SAM: And what we only really realised that was important was when we finished our first stint of that previous trip and we got back from South America and just kind of landed at our parents house and just the feeling of that kind of like, oh wait we didn’t know that was there. A shed or something you’re perfectly comfortable which you don’t have to feel if you’re basically moving home every week, every month. Cool so shall we address those?
EMMA: Sounds good.
SAM: I’m interested to hear your thoughts as well, because we kind of talked about this but I don’t think we’ve ever really gotten that much into detail. So community, how are you feeling about community this time around?
EMMA: Well we haven’t really joined any yet? So far, the two new places we’ve been are Croatia for my friend’s wedding and then we’re in Bangkok to see some uni friends, and we haven’t really gone to many workspaces or done the usual activities. To be fair in the last two days we’ve been into church and brazilian jiu jitsu and yoga, but it takes more than going just one time to get a community and to make friends. So to me, it’s like it’s quite early.
SAM: Yeah and these first few stops we’re moving quite quickly through. And also we’ve been hanging out with each other.
EMMA: Yeah and also moving, getting rid of the stuff in our houses was really stressful, really tiring and we needed some downtime.
SAM: That was way more work than I thought it would be.
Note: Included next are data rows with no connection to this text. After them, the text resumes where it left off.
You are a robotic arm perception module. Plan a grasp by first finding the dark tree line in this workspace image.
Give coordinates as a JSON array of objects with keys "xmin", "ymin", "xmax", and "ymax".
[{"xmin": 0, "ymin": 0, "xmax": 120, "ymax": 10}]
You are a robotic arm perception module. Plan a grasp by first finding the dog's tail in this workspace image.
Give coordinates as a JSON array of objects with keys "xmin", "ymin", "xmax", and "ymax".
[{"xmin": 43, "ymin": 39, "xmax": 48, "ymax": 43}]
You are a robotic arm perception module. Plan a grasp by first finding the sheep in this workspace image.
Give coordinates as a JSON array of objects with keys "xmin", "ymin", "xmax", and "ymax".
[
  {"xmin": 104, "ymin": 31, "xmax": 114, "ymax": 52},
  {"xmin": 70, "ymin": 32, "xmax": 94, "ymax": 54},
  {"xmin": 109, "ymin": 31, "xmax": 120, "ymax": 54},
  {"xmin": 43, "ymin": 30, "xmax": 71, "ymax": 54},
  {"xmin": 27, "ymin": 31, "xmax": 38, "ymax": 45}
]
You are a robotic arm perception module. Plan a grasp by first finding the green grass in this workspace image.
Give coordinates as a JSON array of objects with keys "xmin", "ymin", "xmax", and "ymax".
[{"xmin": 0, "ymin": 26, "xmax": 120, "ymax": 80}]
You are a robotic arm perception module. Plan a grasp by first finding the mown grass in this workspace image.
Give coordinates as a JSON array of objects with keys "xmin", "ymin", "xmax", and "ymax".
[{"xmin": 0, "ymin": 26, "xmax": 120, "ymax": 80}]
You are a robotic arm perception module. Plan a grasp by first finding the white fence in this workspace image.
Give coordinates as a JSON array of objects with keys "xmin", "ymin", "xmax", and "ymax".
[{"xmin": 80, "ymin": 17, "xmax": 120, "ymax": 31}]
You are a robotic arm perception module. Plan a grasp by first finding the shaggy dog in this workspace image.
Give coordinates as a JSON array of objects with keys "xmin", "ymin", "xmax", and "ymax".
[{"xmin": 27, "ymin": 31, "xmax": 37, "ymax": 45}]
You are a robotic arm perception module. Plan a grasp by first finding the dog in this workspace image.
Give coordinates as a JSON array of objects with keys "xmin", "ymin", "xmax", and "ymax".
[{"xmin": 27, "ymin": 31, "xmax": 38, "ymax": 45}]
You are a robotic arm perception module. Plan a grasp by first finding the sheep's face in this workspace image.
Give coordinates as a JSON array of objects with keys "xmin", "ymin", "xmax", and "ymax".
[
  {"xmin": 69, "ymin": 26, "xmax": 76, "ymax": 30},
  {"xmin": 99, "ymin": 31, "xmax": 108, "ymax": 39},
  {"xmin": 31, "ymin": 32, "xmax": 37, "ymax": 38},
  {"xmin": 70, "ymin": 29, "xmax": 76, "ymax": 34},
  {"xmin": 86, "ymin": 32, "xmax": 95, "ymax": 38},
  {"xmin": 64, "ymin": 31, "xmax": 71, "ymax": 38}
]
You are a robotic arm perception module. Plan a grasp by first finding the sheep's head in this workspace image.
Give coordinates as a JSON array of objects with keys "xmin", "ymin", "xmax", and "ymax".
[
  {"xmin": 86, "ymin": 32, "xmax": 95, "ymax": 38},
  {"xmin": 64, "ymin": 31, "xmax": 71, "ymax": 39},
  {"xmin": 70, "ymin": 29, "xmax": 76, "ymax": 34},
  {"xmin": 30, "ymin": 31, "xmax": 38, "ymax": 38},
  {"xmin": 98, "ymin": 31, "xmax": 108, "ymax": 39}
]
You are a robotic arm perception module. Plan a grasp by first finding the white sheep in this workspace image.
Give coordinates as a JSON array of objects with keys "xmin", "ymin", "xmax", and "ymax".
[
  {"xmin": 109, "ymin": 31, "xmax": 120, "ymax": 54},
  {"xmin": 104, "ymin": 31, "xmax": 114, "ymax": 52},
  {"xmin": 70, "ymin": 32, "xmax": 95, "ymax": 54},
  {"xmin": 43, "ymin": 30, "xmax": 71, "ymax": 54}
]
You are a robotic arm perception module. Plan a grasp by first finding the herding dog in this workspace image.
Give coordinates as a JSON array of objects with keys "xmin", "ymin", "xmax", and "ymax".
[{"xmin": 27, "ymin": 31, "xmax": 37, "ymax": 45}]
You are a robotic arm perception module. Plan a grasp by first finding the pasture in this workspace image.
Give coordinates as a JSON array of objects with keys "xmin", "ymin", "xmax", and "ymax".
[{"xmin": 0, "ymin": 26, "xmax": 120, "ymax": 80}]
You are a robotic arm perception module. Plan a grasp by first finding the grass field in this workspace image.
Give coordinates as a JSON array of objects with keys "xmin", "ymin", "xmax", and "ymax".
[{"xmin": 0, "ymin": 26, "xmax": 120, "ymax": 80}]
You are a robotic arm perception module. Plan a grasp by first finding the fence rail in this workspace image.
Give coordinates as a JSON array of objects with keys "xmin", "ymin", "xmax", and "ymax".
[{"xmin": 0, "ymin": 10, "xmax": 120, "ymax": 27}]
EMMA: Yeah I don’t think either of us were ready to throw ourselves into going out every night, talking to loads of new people, making loads of effort putting ourselves out there. It’s been very light like a holiday, which has been lovely and much-needed and something we definitely didn’t have when we went to Buenos Aires which is our first stop in our last trip.
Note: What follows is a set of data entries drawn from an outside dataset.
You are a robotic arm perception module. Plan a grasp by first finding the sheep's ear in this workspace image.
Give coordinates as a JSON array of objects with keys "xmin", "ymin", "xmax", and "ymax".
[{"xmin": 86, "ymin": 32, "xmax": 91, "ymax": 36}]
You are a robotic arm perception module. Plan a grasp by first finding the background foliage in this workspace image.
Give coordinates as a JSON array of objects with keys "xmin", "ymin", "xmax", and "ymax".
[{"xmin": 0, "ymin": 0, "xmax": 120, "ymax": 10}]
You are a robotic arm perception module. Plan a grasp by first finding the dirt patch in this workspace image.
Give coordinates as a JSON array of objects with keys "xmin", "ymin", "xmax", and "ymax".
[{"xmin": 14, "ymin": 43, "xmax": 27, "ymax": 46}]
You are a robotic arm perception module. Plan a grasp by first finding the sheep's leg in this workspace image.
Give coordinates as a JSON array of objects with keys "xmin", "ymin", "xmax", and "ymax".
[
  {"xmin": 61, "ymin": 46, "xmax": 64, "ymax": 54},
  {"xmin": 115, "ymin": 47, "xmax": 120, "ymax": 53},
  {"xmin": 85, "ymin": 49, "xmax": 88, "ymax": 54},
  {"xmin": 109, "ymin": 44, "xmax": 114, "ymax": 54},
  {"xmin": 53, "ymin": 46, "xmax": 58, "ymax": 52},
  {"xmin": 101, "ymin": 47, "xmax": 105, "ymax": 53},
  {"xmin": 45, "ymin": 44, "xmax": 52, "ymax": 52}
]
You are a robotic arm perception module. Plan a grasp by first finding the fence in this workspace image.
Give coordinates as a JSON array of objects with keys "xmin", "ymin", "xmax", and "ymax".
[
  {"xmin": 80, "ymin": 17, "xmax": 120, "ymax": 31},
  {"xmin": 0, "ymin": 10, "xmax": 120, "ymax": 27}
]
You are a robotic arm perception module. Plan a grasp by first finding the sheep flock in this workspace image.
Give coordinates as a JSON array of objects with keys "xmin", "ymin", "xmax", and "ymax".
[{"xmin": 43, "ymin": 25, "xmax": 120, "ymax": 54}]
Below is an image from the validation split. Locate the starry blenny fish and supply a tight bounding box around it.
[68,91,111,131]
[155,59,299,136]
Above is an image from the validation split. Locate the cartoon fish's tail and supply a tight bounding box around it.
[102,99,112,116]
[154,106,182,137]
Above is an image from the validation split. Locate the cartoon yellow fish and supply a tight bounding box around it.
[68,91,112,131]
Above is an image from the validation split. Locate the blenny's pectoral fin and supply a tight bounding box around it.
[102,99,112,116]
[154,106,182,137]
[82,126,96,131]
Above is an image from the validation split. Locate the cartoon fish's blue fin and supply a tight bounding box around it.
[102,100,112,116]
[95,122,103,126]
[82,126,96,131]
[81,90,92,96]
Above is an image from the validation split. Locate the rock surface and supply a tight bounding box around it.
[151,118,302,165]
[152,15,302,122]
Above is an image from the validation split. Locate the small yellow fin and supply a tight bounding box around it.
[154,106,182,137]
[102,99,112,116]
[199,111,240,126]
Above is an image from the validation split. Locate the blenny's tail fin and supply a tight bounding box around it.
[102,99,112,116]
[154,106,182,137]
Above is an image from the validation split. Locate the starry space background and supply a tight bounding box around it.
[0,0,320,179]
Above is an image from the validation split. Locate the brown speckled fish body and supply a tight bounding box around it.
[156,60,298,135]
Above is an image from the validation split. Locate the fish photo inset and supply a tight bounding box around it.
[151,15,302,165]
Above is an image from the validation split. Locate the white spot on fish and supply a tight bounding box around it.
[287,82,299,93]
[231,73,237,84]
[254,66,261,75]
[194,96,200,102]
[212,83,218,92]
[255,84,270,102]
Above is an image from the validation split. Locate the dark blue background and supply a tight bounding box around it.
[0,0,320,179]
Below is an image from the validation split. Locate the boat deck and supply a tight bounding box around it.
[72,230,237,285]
SAM: It’s weird isn’t it because it’s quite a different move this time because the house that we left, we actually had loads of furniture whereas before it was just all rented service depts which had furniture already there and it was just kind of our clothes and stuff.
EMMA: Yeah we didn’t have that much stuff.
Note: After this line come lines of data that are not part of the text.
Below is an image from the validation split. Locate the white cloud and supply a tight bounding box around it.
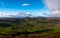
[22,3,30,6]
[44,0,60,17]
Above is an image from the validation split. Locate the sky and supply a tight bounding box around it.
[0,0,60,17]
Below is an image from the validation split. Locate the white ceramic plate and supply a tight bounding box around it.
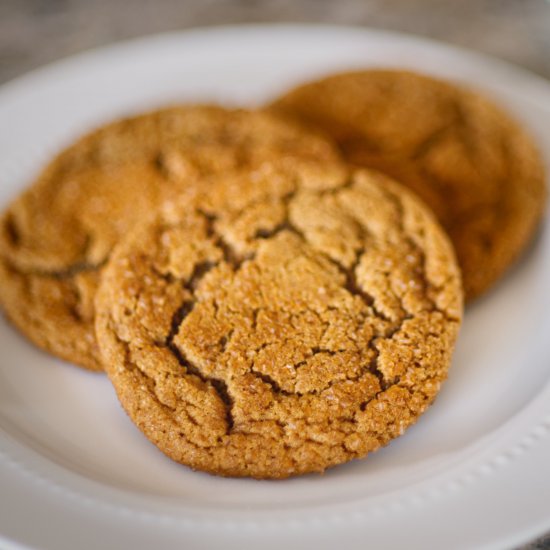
[0,26,550,550]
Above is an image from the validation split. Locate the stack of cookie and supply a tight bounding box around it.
[0,71,545,478]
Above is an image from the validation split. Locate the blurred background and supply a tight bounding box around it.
[0,0,550,550]
[0,0,550,82]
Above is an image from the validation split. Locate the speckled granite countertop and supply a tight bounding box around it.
[0,0,550,550]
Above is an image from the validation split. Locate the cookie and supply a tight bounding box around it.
[96,162,462,478]
[0,106,337,370]
[272,70,546,300]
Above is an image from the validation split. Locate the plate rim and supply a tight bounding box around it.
[0,23,550,540]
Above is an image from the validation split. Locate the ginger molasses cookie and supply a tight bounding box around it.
[0,106,336,370]
[96,163,462,478]
[273,70,546,299]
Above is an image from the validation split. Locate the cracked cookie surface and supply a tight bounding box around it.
[96,163,462,478]
[272,70,546,300]
[0,106,337,370]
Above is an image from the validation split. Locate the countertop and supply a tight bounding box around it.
[0,0,550,550]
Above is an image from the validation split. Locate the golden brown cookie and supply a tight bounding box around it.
[272,70,546,299]
[96,163,462,478]
[0,106,336,370]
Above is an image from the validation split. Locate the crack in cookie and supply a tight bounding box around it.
[0,106,339,370]
[270,69,547,300]
[96,162,462,478]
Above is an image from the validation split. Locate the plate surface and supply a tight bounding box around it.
[0,26,550,550]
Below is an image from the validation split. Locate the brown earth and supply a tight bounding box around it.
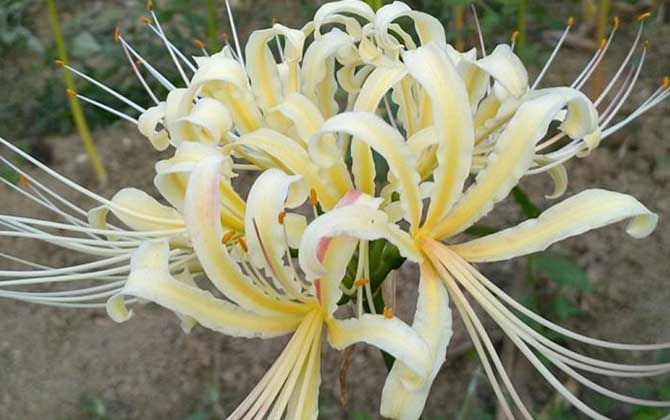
[0,1,670,420]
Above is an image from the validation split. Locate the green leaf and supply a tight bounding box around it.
[533,253,592,292]
[512,187,541,219]
[552,296,581,321]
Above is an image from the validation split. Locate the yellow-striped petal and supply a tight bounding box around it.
[299,192,421,313]
[117,241,302,338]
[184,157,308,314]
[432,88,598,238]
[244,169,309,298]
[301,28,355,118]
[275,93,353,196]
[104,188,184,231]
[174,98,233,146]
[351,65,407,194]
[190,56,263,134]
[374,1,447,49]
[224,128,338,209]
[472,44,528,98]
[451,189,658,261]
[245,24,305,111]
[314,0,375,39]
[403,43,474,229]
[309,112,422,227]
[380,262,452,420]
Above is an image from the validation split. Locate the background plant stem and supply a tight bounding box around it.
[454,4,465,51]
[516,0,528,51]
[591,0,611,98]
[46,0,107,183]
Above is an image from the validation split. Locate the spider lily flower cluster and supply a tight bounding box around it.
[0,0,670,419]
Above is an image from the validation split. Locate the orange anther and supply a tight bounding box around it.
[637,12,651,22]
[237,238,249,254]
[354,278,370,287]
[512,31,519,42]
[221,230,235,244]
[193,38,205,50]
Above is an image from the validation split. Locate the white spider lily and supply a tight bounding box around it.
[310,40,670,419]
[0,0,670,419]
[0,139,195,308]
[108,157,432,419]
[60,0,670,200]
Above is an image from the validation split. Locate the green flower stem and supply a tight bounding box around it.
[516,0,528,51]
[207,0,219,52]
[46,0,107,183]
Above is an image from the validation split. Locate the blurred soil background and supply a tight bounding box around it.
[0,0,670,420]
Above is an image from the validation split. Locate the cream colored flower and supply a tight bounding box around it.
[0,0,670,419]
[108,157,433,419]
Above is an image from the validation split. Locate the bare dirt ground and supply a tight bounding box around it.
[0,1,670,420]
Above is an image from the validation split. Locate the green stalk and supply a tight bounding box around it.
[516,0,528,51]
[46,0,107,183]
[207,0,219,52]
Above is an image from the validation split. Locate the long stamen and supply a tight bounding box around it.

SAM: We didn’t have a car back then, we had a car this time. So it’s just been a different level of work and also we had a four bedroom house this time whereas before we were in flatshares. And just the amount of rubbish you accumulate over two years.
EMMA: Yes horrendous. Absolutely horrendous.
SAM: I felt such a weight off my shoulders moving out with just like a little suitcase. It’s so nice.
EMMA: It makes me really happy like we moved from moving hotels in Bangkok a couple of days ago. We only moved like a 10-minute walk but it was just so so easy that there was hardly anything to carry and to wheel it on.
SAM: Yeah.
EMMA It just made me think how much weight we were lifting with the furniture and all the stuff getting rid of the house.
SAM: Yeah but we’re back on community, so as I said we haven’t yet really made much effort with community but we do have a few plans and one of them is that when we were going to Bali and we’re planning on spending a bit of time there and we’re gonna land straight, go to the co-working space, we’re already in all the Facebook groups, I’m gonna be doing jujitsu you’re going to be doing yoga. We’re gonna go to church as well, so we have kind of four or five different spots where we’re gonna hit within the first few days of being there, all of which will hopefully have its own little community that we can slip right into.
EMMA: Yeah.
SAM: And particularly Brazilian Jujitsu, church, co-working, are very easy communities to join and they’re quite active as well. Yoga probably not as much.
EMMA: People don’t really chat during yoga.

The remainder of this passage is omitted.